72-Hour Kit Risk Assessment

For some reason when talking about 72-hour kits, most people seem to imagine themselves running with their family and kits into the mountains or surrounding areas. However, when I tried to think through our own actual risks, I couldn't imagine a single situation where running with a kit would be necessary.

During an earthquake, I wouldn't want anyone running anywhere. Afterwards, we would proceed carefully to retrieve our kits. During an approaching wildfire or hurricane, you would just need quick access to your kits in order to move them into the car for evacuation. Short of a war-type situation, I just can't see any reason that you would be running long-term with your kits. In a raging fire, tsunami, mud slide or tornado, you wouldn't even want to delay an extra second to grab a kit. In those cases, you just get out of the way as fast as possible.

I recommend that you do a risk assessment to help you plan what to put into your 72-hour kits?  When you know your most likely emergency situations, you can include items customized for those moments.  For example, here is an assessment of risks for our family (you can use the same list to evaluate needs for your family which will likely be different):

Tsunami - No risk

Hurricane - No risk where we live.

Volcano - No risk.

Mud slide - No risk.

Riots - Low risk.

War - Low risk. Evacuate to extended family outside of state/country.

Terrorism - Low risk.

Tornado - Little risk where we live (shelter in basement if needed).

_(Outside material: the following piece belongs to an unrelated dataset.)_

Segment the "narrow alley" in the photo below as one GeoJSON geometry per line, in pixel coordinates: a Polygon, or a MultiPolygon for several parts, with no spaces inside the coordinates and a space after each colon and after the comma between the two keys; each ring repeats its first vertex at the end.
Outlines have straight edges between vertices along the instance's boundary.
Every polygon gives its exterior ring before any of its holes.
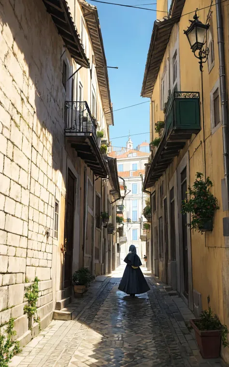
{"type": "Polygon", "coordinates": [[[150,291],[132,299],[118,290],[123,270],[99,277],[75,320],[53,320],[11,367],[225,366],[200,356],[188,329],[193,316],[180,297],[146,272],[150,291]]]}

Flood - No risk where we live. Possible risk for interior flooding. Would stay with extended family.

Nuclear - Evacuation unlikely as there are few escape routes available and they are likely to be jammed. Safer to shelter in home.

Fire - High risk. Speedy evacuation required. If required, we would evacuate to stay with family. Biggest needs: Change of clothes, underwear, credit cards, cash, etc.

Earthquake - High risk. Speedy evacuation may be required if there are gas leaks and/or fires. Three possible evacuation locations. Stay with extended family if they are not affected. Even in large earthquake, we would likely be able to access our supplies in our home (though it may have significant damage). Husband and sons would likely be involved in clean up and rescue. Biggest needs: Shelter, food, clothing, tools.

My family's biggest risks are fire and earthquake. I try to make my 72 hour kit reflect those most-likely situations.

In a fire situation, we will still have easy access to food and shelter. I know I'd want something to wear that I felt comfortable in (not cut-off sweats) as we would likely be assessing damage and cleaning up in the next few days.

Customized 72 hour kit: includes comfortable clothing and underwear. Cash and/or credit card.

In an earthquake scenario, I realize that most earthquakes have damage limited to a specific area. It is likely that our extended family would be able to come and get us if needed, but that might take some time. Our home is earthquake-prepared as it has been fastened to the foundation and is wood construction with limited masonry. Even in a worst-case earthquake, we would likely be able to use our home as a shelter. However, there are accompanying risks of gas leaks and fire. Those would require full evacuation. In that situation, we would likely end up in a shelter if available (which might take a day or so to locate) or in a field below our home. More likely, though, we would shelter in our home or yard.

Customized 72 hour kit: Food that is calorie rich so that we have the energy to help with rescues and evacuations, food that is familiar to the kids, clothing that is comfortable for work, gloves, tools including a crow bar, flashlights, whistles, cash, tarps, communication, radio, etc. We also need cold-weather gear located in an easily accessible space.  These kits don't have to be light as I don't anticipate that we would be walking far enough that we couldn't return and get more.

Customized Extra kit: For my husband which he keeps at work. My main thoughts are that he would likely be walking home. His kit ideally reflects that specific need and would include 1 days worth of food, spare shoes, flashlight, cold-weather supplies and minimal shelter. His kit needs to be light-weight.  We keep similar kits in each of our cars.

What are your family's biggest risks?  How can you customize your 72-hour kits to be ready for those situations?

1 comment:

millenniumfly said...

I certainly agree with your assessment of how to use 72 hour kits. Additionally, I would suggest people simply keep their bug out bags inside their vehicles so long as they're not parked inside a garage or near anything that might fall on them.